Fraturas, dias frios e solstícios


Tudo pode ser facilmente comparado a um acidente grave que causou uma fratura.
Logo após o acidente, você é levada a férias na Patagônia, no inverno, sem consulta prévia. Fica lá por semanas, perdida, sem motivos para querer aquecer-se e sair. Quase morre de hipotermia. Nem é preciso descrever a dor excruciante que tudo isso causa na fratura. Depois de um certo tempo até consegue sair de lá, ir para uma cidade com clima temperado, onde as noites são um pouco frias demais, solitárias, e a fratura incomoda um pouco. Com o decorrer do tempo se acostuma, junta dinheiro, muda-se para outra mais quente e sem períodos de frio.

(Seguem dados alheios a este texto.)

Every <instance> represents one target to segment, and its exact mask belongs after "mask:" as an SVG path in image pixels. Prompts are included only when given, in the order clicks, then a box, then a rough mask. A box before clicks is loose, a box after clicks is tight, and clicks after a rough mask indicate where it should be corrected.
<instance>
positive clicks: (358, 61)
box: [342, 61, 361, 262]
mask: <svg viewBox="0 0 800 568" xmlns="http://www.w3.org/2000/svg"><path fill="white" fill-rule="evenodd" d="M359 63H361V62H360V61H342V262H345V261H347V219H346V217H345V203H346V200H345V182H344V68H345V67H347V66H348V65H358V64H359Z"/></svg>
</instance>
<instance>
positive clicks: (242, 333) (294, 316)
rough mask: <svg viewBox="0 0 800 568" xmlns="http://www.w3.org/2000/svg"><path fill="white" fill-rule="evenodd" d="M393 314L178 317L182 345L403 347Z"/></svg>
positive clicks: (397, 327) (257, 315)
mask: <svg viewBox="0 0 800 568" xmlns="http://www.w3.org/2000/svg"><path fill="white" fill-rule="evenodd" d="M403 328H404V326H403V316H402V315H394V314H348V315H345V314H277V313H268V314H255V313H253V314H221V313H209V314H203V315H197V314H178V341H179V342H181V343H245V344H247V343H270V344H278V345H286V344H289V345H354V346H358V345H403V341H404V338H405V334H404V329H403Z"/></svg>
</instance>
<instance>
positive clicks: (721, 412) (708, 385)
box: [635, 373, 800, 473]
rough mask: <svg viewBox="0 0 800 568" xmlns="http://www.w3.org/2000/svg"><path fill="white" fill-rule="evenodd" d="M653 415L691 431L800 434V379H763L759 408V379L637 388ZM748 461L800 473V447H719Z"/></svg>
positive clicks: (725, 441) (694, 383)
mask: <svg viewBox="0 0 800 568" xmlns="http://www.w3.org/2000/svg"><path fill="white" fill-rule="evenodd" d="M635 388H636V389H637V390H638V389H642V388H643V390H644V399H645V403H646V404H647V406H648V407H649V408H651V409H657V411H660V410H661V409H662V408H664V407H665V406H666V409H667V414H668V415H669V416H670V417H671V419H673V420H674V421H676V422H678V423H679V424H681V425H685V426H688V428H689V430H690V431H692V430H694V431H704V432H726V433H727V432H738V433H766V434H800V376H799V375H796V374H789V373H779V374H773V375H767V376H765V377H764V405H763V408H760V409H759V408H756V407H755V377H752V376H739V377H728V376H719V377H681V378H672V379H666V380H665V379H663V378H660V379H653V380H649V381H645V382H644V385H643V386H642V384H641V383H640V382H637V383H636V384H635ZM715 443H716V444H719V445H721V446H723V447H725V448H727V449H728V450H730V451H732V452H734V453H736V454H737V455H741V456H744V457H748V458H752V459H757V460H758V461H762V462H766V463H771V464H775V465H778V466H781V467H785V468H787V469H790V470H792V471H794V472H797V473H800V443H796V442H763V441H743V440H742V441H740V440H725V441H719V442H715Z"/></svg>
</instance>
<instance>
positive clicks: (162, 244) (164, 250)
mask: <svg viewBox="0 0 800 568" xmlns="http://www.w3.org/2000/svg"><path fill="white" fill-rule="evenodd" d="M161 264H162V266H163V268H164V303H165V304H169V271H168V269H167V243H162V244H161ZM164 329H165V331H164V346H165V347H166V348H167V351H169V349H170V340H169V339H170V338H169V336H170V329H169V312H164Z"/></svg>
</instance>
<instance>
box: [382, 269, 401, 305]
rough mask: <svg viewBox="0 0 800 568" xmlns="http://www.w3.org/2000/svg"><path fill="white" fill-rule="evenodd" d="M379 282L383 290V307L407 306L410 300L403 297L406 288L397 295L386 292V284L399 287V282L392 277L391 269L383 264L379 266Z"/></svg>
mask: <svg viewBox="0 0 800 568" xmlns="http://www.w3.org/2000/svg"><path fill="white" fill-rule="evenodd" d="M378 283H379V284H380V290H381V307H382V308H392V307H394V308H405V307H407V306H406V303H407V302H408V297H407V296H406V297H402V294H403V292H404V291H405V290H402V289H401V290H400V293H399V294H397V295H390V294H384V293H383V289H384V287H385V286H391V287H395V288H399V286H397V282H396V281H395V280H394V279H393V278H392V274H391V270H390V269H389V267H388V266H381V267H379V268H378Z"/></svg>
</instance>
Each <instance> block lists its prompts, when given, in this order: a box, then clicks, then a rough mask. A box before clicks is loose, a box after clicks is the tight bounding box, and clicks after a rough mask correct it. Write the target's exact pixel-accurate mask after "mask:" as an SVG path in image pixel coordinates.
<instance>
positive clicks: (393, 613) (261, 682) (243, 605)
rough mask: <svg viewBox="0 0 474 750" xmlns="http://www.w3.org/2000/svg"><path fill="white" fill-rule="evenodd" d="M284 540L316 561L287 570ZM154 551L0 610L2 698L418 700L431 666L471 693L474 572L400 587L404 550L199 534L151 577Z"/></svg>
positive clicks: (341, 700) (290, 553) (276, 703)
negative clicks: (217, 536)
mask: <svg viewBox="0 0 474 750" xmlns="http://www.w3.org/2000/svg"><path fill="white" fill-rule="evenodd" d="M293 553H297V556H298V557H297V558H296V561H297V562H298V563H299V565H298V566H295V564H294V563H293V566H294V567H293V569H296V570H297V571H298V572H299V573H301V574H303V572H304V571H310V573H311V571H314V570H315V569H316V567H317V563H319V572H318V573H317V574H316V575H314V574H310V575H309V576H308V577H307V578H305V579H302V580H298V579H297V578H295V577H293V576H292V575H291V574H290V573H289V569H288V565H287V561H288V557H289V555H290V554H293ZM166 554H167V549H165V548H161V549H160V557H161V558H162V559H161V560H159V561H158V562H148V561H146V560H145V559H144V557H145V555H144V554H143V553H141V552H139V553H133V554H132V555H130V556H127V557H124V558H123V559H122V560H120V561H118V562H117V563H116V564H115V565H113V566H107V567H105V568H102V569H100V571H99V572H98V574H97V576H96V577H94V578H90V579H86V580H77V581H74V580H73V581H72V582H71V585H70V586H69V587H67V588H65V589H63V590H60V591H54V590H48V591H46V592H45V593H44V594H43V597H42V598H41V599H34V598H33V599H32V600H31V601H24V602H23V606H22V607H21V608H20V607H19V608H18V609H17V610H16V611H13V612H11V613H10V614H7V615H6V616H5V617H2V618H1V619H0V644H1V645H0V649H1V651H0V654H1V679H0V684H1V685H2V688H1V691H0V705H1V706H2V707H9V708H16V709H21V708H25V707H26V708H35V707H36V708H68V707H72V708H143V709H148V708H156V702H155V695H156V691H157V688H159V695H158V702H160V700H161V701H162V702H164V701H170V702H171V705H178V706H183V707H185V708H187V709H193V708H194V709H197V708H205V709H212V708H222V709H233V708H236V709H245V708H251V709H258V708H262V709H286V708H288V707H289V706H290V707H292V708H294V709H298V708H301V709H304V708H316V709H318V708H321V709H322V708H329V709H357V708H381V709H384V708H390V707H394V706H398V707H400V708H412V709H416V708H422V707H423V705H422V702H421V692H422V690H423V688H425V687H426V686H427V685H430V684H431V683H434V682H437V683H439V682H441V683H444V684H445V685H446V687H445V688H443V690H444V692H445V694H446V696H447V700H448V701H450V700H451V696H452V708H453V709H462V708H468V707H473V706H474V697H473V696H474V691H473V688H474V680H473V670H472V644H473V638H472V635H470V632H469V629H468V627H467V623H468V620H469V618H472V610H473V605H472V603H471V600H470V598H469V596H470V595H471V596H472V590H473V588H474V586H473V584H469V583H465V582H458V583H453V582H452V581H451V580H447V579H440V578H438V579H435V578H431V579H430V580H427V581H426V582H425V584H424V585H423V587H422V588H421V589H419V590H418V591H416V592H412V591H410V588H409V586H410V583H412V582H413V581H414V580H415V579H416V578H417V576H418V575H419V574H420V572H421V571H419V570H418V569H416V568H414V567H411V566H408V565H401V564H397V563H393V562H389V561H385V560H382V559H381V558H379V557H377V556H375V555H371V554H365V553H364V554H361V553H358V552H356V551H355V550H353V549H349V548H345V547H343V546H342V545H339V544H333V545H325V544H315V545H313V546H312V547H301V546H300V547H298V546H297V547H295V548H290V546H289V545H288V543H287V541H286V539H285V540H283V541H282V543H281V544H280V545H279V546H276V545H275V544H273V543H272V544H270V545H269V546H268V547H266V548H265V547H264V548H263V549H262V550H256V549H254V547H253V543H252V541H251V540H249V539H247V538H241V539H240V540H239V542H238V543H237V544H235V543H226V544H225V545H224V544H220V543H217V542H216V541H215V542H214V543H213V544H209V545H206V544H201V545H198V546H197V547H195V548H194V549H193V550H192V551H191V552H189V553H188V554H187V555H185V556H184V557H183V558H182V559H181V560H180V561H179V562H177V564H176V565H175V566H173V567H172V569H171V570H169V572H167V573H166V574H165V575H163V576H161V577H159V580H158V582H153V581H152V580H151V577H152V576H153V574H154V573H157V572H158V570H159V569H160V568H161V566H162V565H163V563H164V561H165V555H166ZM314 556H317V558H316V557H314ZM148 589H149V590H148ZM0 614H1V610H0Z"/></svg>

Ela não lhe incomoda mais.
Você encontra atividades que sempre te deixem aquecida, fazendo assim com que esqueça que a fratura existe. Só que, quando menos espera vem um solstício de inverno, e a noite mais longa do ano é também a mais fria e dolorosa. Você não encontra paz, apenas dor. A fratura, que parecia curada, incomoda e muito. Não apenas ela, mas a marca que o tempo deixou em sua pele. A marca é o que mais incomoda, não a fratura em si. Ela já está curada, não é mesmo? Mas todos sabemos que quando você quebra um osso, mesmo logo após muito tempo, em dias frios ela sempre vai te incomodar, aquele osso sempre vai doer. Vez em quando você será levada a uma cidade fria, por algumas horas talvez, não mais dias inteiros. Solstícios ocorrerão duas vezes ao ano, o que mais te incomodará acontecerá apenas uma vez. Depois você aprende a burlar a noite mais longa e fria do ano, aprende a se agasalhar e ficar bem. Analgésicos e cobertores serão seus melhores amigos. A marca talvez não te incomode mais.

Porque o pior de tudo não é o acidente, mas sim a marca que ele deixou em você.